Skilled Skiles: Writing radio scripts on election night at the University of Illinois Urbana-Champaign, former co-editor-and-chief Gwyn Skiles has found a home in journalism organizations. Skiles emphasized applying yourself in college through extracurricular activities and looking for new friends. Photo courtesy of Gwyn Skiles

Gwyn Skiles, former co-editor-in-chief

My first week of college was tough with a capital ‘T’. 

I met nobody. I didn’t have a roommate to talk to throughout the day. Half of my neighbors decided not to come to campus. All social events were online with virtually zero attendance.

By the time I finished hanging my decorations, I figured it was time to put my Illini mask on and try to spark some conversation on the main quad. 

I circled the green lawn several times searching for a patch of friendly-looking people. I came across a group of four—two guys and two girls, diverse, masked and laughing. 

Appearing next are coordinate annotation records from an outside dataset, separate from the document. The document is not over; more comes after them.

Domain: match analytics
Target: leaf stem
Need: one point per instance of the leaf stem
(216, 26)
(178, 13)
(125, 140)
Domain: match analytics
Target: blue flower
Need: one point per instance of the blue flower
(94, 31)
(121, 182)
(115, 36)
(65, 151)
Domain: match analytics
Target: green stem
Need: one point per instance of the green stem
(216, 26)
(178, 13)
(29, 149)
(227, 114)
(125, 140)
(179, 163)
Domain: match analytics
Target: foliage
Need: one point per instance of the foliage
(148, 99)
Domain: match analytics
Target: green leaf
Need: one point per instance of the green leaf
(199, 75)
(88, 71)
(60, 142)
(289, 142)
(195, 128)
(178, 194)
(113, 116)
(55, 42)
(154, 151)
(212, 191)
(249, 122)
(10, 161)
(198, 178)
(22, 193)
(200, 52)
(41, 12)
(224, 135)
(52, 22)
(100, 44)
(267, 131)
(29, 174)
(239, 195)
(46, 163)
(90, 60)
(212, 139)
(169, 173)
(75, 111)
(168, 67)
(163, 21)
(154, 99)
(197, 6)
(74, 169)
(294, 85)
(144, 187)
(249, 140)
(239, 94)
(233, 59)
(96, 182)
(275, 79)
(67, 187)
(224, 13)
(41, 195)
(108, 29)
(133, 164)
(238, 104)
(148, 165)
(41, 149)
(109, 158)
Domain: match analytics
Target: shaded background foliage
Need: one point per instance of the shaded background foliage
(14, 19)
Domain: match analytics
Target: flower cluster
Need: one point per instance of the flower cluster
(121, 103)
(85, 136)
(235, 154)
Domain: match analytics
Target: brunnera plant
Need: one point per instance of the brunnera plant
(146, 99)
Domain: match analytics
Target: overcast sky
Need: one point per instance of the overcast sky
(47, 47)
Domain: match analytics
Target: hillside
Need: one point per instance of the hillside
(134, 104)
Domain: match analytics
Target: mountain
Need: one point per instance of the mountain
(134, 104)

I inhaled, pinched my mask at the nose and with a leap of courage decided to ask if I could sit with them. 

It turns out they were, on average, 28-years-old. Graduate students. 

I stayed for about two minutes before the 10-year age difference prompted me to make an awkward exit. At the time, I couldn’t tell who was a freshman and who wasn’t. It’s not like high school where there’s about a five-inch difference between upperclassmen and underclassmen. 

The point of all of this is, when you’re a freshman in college, you have to be bold. You’re going to have to put yourself out there even if it’s a flop like this time was for me. 

I can proudly say I have made friends. 

That night, I sent an email, rather desperately, asking if some of my classmates in my Intro to Journalism class wanted to grab lunch. A few responded, and Farrah and Vivian became some of the best friends I’ve ever had.

But it’s not just about making friends. Being bold also pays off in other respects. 

For example, I had some spare time on my hands back in October. I decided to email my professor and ask if he had any opportunities for me. I ended up working with him to create audio stories on Election Night. Although that was my first time ever reporting or writing for radio, my work landed me an internship with an NPR newsroom.

Whether you’re graduating, or still have three more years left at South, put yourself out there. Even if going to a virtual club sounds like the most awkward thing ever or asking a teacher for extra credit sounds scary, you’ll become a better person because of it.

One day you’ll look back on yourself putting sticky notes on your neighbors’ doors or trying to spark a conversation with someone wearing AirPods, and you’ll be grateful that you were bold.